Тот, к кому обратился мальчишка, пожал плечами, не отрывая неподвижного взгляда от клочка неба за решёткой. Так он проводил очередной день, то поджав колени к подбородку, то лёжа навзничь, не обращая внимания на горячую ноющую боль в правой руке. Как и след от окна она ползла выше и выше, отёк добрался уже почти до плеча, но человеку было всё равно.
– Глупо, Господи… Как же глупо… Как ягнёнок на заклании… А я… Я хотел в строю, на баррикадах… Как мужчина… В бою, в сражении, чёрт возьми!!! А тут… Как телёнок… Как быдло… На бойне… Не хочу, силы небесные, не хочу-у-у-у!!!
У мальчишки началась истерика. Доктор лёг на нары, отвернулся носом к стене, устраивая поудобнее искалеченную руку. У него есть ещё целая ночь, чтобы вспоминать…
То была воистину волшебная ночь – спокойная, совсем, как до войны. Воздух мягкий от тумана. Шелест молодой листвы и надрывное щёлканье соловья, оглохшего от взрывов – не слышал он, что теперь атаки закончились и точно хотел накричаться за всё то время, что в небе и на земле гремели снаряды.
Это была оглушительно тихая ночь.
Полевой госпиталь погрузился в сон, мерцали и подрагивали ночники на палаточных шестах, изредка кто-нибудь пересохшим ртом просил воды.
Вторые сутки Доктор простоял, не разгибаясь, над операционным столом… Над развёрстыми животами, над оторванными ногами, по локти в петлях кишок, в кровавом месиве, среди развороченных от шеи до волос лиц . Сейчас был самый момент упасть и забыться на время затишья, отдохнуть, но, видимо, внутренние запасы были мобилизованы настолько, что теперь даже не тяжелели веки.
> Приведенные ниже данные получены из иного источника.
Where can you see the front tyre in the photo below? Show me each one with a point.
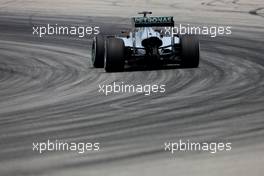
(98, 51)
(114, 55)
(190, 51)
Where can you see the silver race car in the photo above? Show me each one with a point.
(146, 45)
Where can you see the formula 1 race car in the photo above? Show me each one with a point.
(146, 44)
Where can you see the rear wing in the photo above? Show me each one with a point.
(153, 21)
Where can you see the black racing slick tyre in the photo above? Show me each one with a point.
(190, 51)
(114, 55)
(98, 50)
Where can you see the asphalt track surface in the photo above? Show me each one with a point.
(48, 90)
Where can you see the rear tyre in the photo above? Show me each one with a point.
(98, 51)
(114, 55)
(190, 51)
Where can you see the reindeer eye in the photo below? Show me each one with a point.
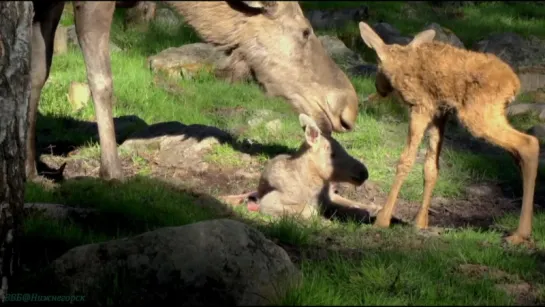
(306, 33)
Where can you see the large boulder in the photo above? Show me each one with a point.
(186, 61)
(203, 264)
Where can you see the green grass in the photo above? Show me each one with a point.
(343, 264)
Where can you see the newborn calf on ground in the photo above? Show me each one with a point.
(299, 184)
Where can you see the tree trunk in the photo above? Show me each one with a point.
(15, 51)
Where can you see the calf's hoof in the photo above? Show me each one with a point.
(382, 220)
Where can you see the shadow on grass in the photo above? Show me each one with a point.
(60, 135)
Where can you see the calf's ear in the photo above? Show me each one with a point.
(267, 7)
(312, 132)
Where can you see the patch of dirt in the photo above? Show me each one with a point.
(474, 211)
(524, 293)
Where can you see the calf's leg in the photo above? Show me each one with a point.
(93, 21)
(43, 34)
(418, 124)
(487, 120)
(431, 167)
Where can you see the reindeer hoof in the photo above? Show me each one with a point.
(516, 239)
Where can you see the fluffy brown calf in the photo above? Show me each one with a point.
(300, 184)
(432, 78)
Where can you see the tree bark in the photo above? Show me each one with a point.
(15, 52)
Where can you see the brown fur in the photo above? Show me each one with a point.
(300, 184)
(433, 78)
(271, 40)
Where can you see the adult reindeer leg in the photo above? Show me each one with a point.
(43, 34)
(93, 21)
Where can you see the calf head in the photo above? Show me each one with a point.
(386, 55)
(273, 41)
(328, 158)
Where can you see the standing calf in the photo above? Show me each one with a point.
(431, 78)
(299, 184)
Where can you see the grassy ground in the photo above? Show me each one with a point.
(343, 263)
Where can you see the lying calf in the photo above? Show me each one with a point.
(301, 183)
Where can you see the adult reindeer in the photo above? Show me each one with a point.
(269, 39)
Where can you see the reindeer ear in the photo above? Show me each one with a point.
(268, 7)
(372, 40)
(312, 132)
(422, 37)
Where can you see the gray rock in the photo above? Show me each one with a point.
(207, 263)
(326, 19)
(178, 145)
(186, 60)
(445, 35)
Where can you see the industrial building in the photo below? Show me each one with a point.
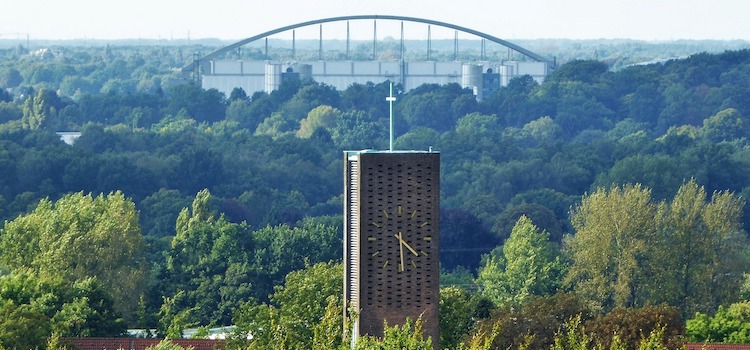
(483, 78)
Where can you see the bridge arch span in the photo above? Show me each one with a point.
(486, 36)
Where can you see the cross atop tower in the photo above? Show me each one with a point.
(390, 100)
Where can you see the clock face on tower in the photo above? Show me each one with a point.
(399, 217)
(392, 261)
(402, 239)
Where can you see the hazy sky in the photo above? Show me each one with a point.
(233, 19)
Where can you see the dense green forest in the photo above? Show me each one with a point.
(612, 199)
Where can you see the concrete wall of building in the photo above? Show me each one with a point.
(254, 76)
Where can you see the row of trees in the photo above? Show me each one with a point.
(627, 253)
(272, 164)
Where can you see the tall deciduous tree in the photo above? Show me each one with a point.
(529, 266)
(613, 229)
(78, 237)
(701, 249)
(630, 251)
(206, 264)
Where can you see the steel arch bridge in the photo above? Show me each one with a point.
(229, 48)
(482, 76)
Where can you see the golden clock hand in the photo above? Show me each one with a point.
(401, 239)
(401, 249)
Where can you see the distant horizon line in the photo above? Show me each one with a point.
(387, 38)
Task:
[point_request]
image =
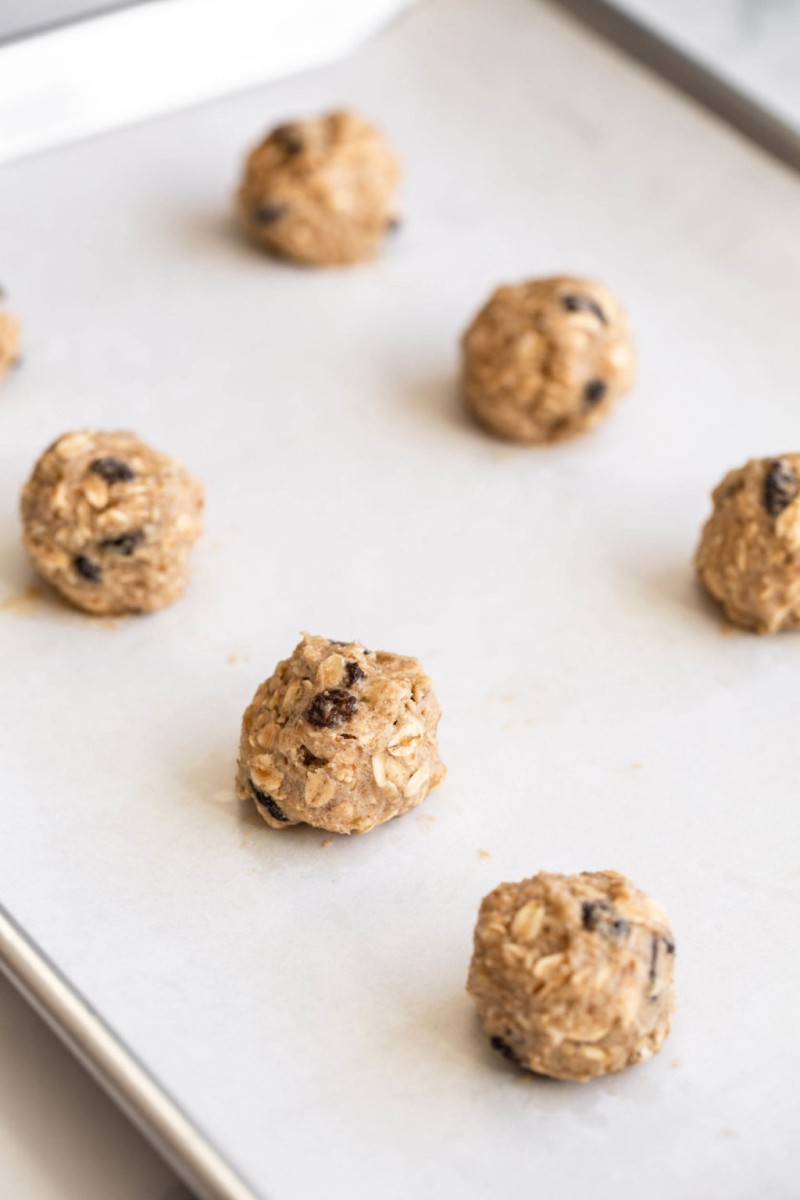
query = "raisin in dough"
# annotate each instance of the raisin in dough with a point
(341, 738)
(109, 522)
(749, 557)
(8, 341)
(547, 359)
(320, 191)
(572, 973)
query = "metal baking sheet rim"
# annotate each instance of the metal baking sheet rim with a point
(64, 1009)
(116, 1068)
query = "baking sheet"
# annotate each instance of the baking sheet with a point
(302, 999)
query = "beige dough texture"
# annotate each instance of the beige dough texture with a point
(547, 359)
(109, 522)
(8, 342)
(341, 738)
(320, 191)
(749, 557)
(572, 973)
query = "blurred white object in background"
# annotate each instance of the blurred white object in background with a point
(753, 45)
(78, 79)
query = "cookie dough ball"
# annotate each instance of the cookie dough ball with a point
(547, 359)
(572, 973)
(8, 341)
(109, 522)
(749, 557)
(320, 191)
(341, 738)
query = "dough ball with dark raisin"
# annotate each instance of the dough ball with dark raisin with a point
(749, 557)
(109, 522)
(320, 191)
(341, 738)
(547, 359)
(8, 341)
(572, 973)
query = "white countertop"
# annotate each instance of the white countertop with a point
(60, 1135)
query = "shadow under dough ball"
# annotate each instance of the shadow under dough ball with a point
(547, 359)
(572, 973)
(320, 191)
(749, 557)
(8, 342)
(109, 522)
(341, 738)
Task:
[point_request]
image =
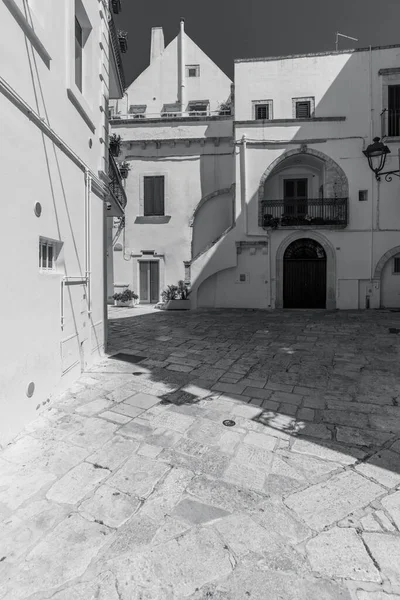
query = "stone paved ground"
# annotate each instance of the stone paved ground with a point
(129, 487)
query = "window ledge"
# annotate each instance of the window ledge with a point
(29, 31)
(273, 122)
(81, 106)
(161, 220)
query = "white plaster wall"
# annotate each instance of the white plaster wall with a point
(211, 220)
(158, 84)
(390, 286)
(38, 171)
(191, 173)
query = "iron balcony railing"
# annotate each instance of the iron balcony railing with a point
(390, 122)
(116, 186)
(171, 115)
(300, 212)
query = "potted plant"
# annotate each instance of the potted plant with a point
(176, 297)
(225, 108)
(124, 169)
(115, 144)
(270, 221)
(123, 41)
(116, 6)
(125, 298)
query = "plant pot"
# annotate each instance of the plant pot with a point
(177, 305)
(128, 304)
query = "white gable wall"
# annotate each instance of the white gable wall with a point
(159, 83)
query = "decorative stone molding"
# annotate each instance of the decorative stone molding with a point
(336, 183)
(330, 266)
(383, 260)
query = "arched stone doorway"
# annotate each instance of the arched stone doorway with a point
(387, 275)
(304, 275)
(330, 266)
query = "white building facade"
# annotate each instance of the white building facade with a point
(313, 227)
(176, 129)
(274, 205)
(60, 63)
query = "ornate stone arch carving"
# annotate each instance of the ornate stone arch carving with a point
(336, 182)
(383, 260)
(207, 198)
(330, 266)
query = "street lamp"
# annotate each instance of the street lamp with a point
(376, 154)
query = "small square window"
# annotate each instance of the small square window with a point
(303, 108)
(192, 70)
(154, 195)
(262, 110)
(137, 111)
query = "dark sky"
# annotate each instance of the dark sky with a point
(229, 29)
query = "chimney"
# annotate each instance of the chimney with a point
(157, 43)
(181, 60)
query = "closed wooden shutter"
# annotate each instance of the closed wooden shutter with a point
(154, 196)
(303, 110)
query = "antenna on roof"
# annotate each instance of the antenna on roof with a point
(342, 35)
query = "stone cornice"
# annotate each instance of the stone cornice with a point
(274, 122)
(178, 141)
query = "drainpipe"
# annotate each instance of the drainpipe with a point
(88, 256)
(371, 132)
(243, 183)
(181, 55)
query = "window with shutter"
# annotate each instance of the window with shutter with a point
(303, 110)
(154, 196)
(262, 111)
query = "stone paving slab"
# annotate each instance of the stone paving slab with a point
(129, 486)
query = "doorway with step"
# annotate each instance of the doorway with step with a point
(149, 282)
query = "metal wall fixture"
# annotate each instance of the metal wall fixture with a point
(376, 154)
(30, 389)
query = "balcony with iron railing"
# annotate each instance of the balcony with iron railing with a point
(190, 114)
(115, 186)
(390, 123)
(312, 213)
(115, 43)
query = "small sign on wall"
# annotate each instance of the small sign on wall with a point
(243, 278)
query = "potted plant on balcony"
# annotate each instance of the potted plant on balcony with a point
(125, 298)
(225, 109)
(115, 144)
(176, 297)
(124, 169)
(116, 6)
(123, 41)
(270, 221)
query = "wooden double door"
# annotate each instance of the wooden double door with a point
(149, 286)
(304, 275)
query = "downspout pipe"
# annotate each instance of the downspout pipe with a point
(88, 256)
(181, 60)
(243, 183)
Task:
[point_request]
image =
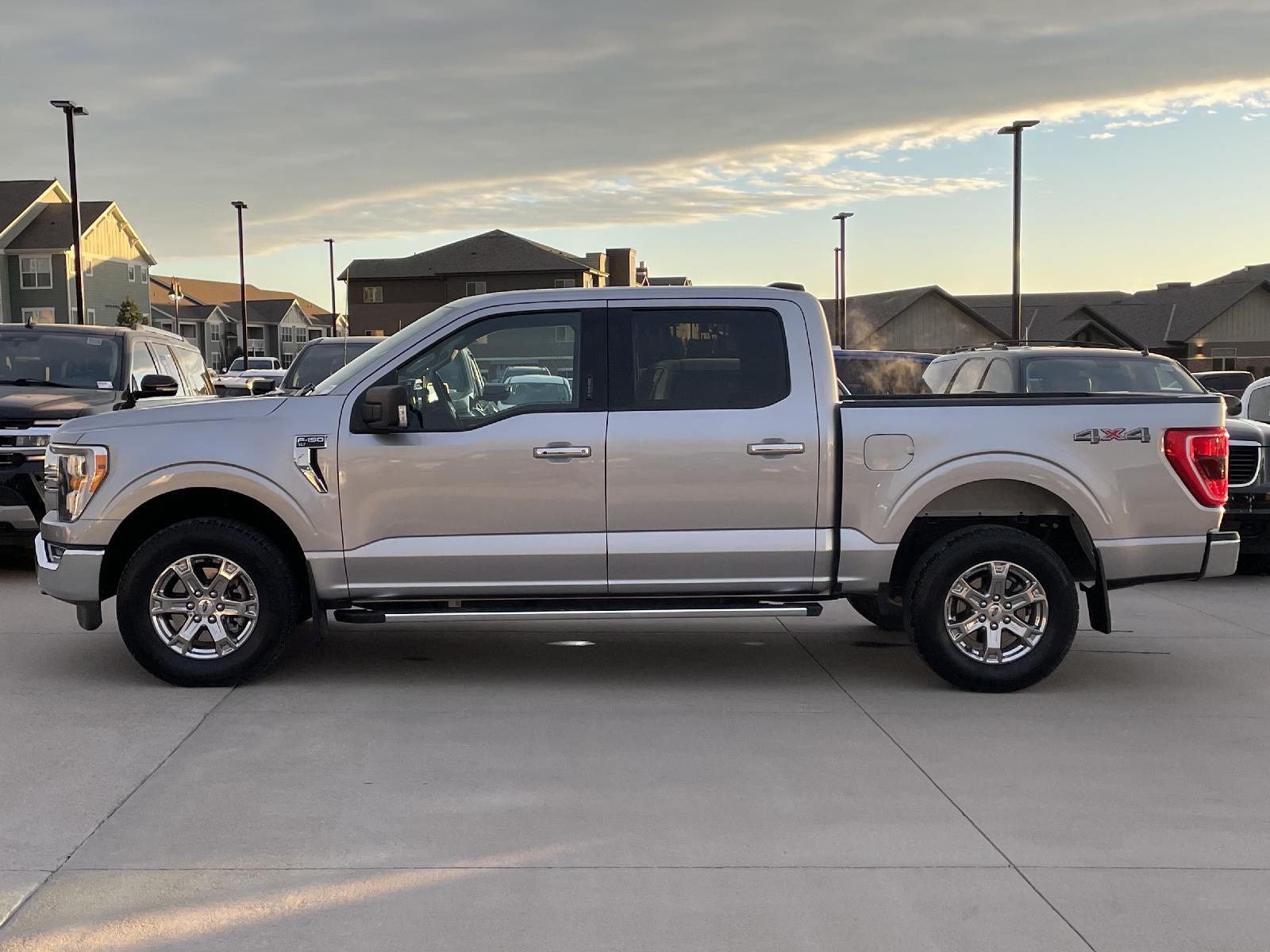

Доктор сидел на земле, подстелив шинель, и курил, прикрыв воспалившиеся от отсутствия сна глаза – резало так, словно в них песку насыпали.
Он ненавидел войну всеми фибрами души: до нервного отвращения, до передёргивания, и сам же одним из первых на факультете вызвался добровольцем в полевой госпиталь и о своём выборе не жалел. Он считал, что подобные решения и называются долгом чести, а иначе – много ли от неё проку? «Я немного послужу и вернусь домой,» – неубедительно солгал он сам себе, когда запирал свою комнату, но в тот момент уже твёрдо знал, что «немного» растянется до конца, если повезёт – до победы.
За последние годы наука и техника в обеих Империях шагнули далеко вперёд, на смену пикам, требушетам и бомбардам пришли военизированные цеппелины-бомбомёты, отравляющий газ и снаряды с мириадами опаснейших микробных частиц. Оболочки их из прочной керамики заключали в себе неотвратимую смерть, и когда нашпигованные осколками солдаты начинали гнить заживо изнутри, из ран, спасти их не могло даже чудо. Это было одновременно мерзко и страшно, и в то же время завораживало: неужто человеческий разум оказался силён настолько, чтобы заставить служить себе этих грозных невидимок?
Нет… Ни в коем случае нельзя давать себе слабину – таким восхищаться недопустимо, коль уж тебе довелось стать врачом, исцеляющим раны и возвращающим жизнь…
Доктор докурил.
На посту в палатке коптила керосинка, выхватывала из полумрака копну пылающе-рыжих волос: дежурная сестра задремала, придавила локтем платок, вот он и сполз. И была это сестра Даша: молчаливое создание, заметное лишь вызывающей своей рыжиной и совершенно неслышное, конопатая, как кукушкино яйцо и от этого очень некрасивая в своём белоснежном чепце-апостольнике, открывающем только лицо. Сколько Доктор ни силился, он никак не мог вспомнить её голос: лишь пару раз за всё время он слышал, как Даша тихонько переговаривается с ранеными да мурлычет себе под нос, щипая корпию.